Segregation in schools is not something we usually think of as a modern issue. We may have heard in one class or another that there are big disparities in test scores for people of different ethnicities, but statistics fail to arouse emotions. Now, a Pennsylvania high school is attempting to address the achievement gap by proposing segregation during homeroom. The controversy raises issues that are more profound than the particular policy itself.

The school found that only 30 percent of African-American students scored “proficient” or “advanced” on their reading exam—just half as many as among Caucasians. Employment statistics are equally unsettling. The youth unemployment rate (ages 16 to 19) for African-Americans is at 45.4 percent, about double what it is for Caucasians. The unemployment rate remains double among older age groups. As no progress seems to be made on that front, new ideas are called for.

To combat the educational gap, the Pennsylvania school wants African-American students to have an instructor of the same race and gender for homeroom, which meets six minutes per day and two times a month for 20 minutes. School officials argue that research backs up initiatives like this. Students do learn more when they are taught by an instructor of the same race and gender. I’m not disputing that research, but I do wonder just how much can be accomplished in six minutes. This seems like one of those diet or exercise programs that promises fantastic results with no real effort.

More importantly, however, we now have to ask ourselves just what the purpose of public school is. Do we limit it to learning of facts, assessed with standardized tests, or do we include learning how to live in a diverse culture? These goals may at times be in direct conflict with each other. Research finds, for example, that girls in single-sex schools outperform girls at co-ed institutions. Therefore, if academic achievement were our only goal, we may want to aim for racial and gender segregation. But is this really appropriate for 21st century education—even if we didn’t face legal obstacles? (The Supreme Court called separate schools inherently unequal in its 1954 Brown v. Board of Education ruling.) Or do we think an integrated education leads to better outcomes, even if test scores suffer?

While this particular school in Pennsylvania proposed segregation for a few minutes out of the day, many other schools are virtually segregated entirely.

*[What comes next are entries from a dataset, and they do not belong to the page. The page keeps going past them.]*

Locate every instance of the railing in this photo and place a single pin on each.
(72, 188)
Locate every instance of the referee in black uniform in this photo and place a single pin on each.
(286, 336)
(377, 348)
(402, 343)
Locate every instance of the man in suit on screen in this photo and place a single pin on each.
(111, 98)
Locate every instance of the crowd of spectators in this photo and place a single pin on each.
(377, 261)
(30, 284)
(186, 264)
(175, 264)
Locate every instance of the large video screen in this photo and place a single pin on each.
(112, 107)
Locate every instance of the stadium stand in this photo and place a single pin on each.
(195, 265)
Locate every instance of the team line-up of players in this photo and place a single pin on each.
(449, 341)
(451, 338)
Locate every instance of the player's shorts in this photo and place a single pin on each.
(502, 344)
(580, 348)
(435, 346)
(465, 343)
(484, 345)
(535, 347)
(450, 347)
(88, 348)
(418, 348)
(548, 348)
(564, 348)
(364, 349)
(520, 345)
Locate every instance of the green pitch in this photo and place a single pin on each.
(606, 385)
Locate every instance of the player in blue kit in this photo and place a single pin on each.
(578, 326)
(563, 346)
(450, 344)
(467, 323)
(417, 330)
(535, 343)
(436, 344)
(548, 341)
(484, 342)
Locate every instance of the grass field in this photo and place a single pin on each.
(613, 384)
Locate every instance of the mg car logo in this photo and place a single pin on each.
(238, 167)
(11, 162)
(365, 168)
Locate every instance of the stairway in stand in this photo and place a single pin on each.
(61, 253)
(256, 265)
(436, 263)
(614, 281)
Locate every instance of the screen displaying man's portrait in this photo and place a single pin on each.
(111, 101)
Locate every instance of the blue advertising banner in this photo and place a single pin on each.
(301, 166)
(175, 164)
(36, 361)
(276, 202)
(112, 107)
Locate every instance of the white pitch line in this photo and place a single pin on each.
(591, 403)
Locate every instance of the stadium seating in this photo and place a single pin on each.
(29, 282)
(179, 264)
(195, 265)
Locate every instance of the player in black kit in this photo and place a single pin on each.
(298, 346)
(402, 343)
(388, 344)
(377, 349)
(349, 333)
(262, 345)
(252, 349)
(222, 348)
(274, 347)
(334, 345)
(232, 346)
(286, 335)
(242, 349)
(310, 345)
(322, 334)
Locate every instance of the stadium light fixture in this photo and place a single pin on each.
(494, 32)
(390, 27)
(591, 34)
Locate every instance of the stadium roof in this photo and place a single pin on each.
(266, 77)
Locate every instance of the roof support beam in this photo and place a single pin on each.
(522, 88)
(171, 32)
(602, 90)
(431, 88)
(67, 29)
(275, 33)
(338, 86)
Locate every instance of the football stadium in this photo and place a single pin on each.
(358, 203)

The Civil Rights Project at UCLA published a report looking, among other things, at patterns of segregation. They found that about 40 percent of African-Americans and Latinos are in schools where 90 to 100 percent of students are minorities—compared to less than one percent of white students. This figure is about seven percent higher than it was in 1988, indicating that segregation is increasing rather than decreasing. Along with racial segregation comes economic segregation, as African-Americans and Latinos are in classes with almost twice as many low-income students as are white students.

Going forward, we may have to refocus our attention on racial and economic inequality and their effects on education. Finally, we need a better understanding of mechanisms in education. Even if students in the segregated homeroom in Pennsylvania end up doing better, it’s hard to say whether that was caused by racial or gender segregation, or merely by the increased attention they got from a teacher during those hours. Unless we know just why something works, it will be very hard to replicate elsewhere. We also have to think about just what it is we want to measure. Test scores alone don’t seem to capture the full picture, but how can we assess something like social skills in a multicultural environment? No matter what future research reveals, the issue is bound to remain controversial.